Yea so this was pretty fun. I ended up learning quite a bit about a handful of python libraries and I’ve finally gotten around to figuring out how to use bash and git which I’ve been putting off because it looked scary. I got to learn the value of Pandas (🐼🐼🐼) after trying to open a csv file with 1.5 million rows and watching as my precious MacBook was brought to its knees. More importantly, I now have a semi-solid framework for running topic modeling on a variety of datasets if I ever want to replicate this for something of actual value.
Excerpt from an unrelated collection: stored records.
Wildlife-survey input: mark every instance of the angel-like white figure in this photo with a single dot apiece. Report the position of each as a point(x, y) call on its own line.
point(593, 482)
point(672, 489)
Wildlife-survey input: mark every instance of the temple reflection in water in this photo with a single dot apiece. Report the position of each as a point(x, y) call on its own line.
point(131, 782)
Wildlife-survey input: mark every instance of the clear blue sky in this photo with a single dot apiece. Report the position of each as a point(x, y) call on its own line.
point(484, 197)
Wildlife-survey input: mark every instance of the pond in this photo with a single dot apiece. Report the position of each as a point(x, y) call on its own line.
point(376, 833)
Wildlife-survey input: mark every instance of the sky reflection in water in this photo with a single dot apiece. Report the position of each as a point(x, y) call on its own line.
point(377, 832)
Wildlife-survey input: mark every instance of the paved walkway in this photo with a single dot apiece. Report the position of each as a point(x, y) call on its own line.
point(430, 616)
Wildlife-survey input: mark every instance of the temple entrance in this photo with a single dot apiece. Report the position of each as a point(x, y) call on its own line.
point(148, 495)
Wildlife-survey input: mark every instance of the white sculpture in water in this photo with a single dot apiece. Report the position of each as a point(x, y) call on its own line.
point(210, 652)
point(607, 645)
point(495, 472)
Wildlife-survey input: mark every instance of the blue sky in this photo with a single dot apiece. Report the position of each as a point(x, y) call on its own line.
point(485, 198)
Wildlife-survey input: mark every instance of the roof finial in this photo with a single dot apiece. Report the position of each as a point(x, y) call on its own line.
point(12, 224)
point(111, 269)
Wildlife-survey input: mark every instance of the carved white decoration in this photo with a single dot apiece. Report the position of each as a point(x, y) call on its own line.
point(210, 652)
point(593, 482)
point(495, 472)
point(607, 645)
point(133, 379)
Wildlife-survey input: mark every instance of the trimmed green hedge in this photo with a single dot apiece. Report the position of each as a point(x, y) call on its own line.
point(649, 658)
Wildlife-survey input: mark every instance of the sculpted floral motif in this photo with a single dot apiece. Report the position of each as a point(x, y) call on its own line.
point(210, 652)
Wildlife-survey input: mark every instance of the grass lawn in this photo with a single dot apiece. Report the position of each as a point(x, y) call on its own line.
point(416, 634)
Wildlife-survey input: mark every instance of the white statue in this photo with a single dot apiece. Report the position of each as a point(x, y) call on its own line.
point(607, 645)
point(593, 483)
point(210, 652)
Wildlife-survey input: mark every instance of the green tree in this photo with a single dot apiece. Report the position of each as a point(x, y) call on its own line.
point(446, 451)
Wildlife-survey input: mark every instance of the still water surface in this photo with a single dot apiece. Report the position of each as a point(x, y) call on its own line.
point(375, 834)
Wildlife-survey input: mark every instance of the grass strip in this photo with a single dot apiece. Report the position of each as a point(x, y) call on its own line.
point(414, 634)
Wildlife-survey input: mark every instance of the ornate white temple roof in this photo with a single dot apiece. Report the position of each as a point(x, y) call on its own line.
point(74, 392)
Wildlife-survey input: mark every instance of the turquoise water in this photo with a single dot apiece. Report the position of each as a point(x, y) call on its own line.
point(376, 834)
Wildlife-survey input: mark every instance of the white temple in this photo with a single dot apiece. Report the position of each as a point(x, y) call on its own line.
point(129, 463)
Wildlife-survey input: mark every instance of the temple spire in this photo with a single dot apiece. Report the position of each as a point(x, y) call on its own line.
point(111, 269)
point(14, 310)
You can also use the model to guess what a new post is talking about, and this would be pretty useful in oh, let’s say, identifying trends in things over time. So for example if you plotted the frequency of when ‘Match’ comes up you’d find it starts in the Summer and culminates in March or something. You might also use the model to filter out posts you may find irrelevant to your purposes, for instance if you only wanted to look at how medical students use profanity or whatever, you could definitely tune the model to find those posts in particular. The world is your oyster.
So I held onto one topic so that I could end this post with it. You know. For dramatic effect.
This is Topic 17. It overlaps pretty heavily with a bunch of topics, but also importantly with Topic 16. If you don’t remember, Topic 16 was called ‘Venting’ and was filled with profanity and was overwhelmingly negative. Topic 17 is notably very different. It consists of words like: ‘thank’, ‘hear’, ‘hope’, ‘advice’, ‘similar’, ‘share’, and ‘appreciate.
I call this one ‘Gratitude’. It appears to be a bunch of redditors thanking each other for the help, advice, and support that they’ve received. The internet is sometimes a pretty toxic place, but it can also be a gathering place where you can find others who share in your frustrations and who may be able to lend a helping hand or an empathetic ear (well, eye, finger. Whatever). It made me smile to see that this showed up as it’s own topic because it is a huge part of why 340,000+ medical students have gathered in this one corner of the internet. Medical school is hard, but talking to a bunch of other equally exasperated peers about it can help.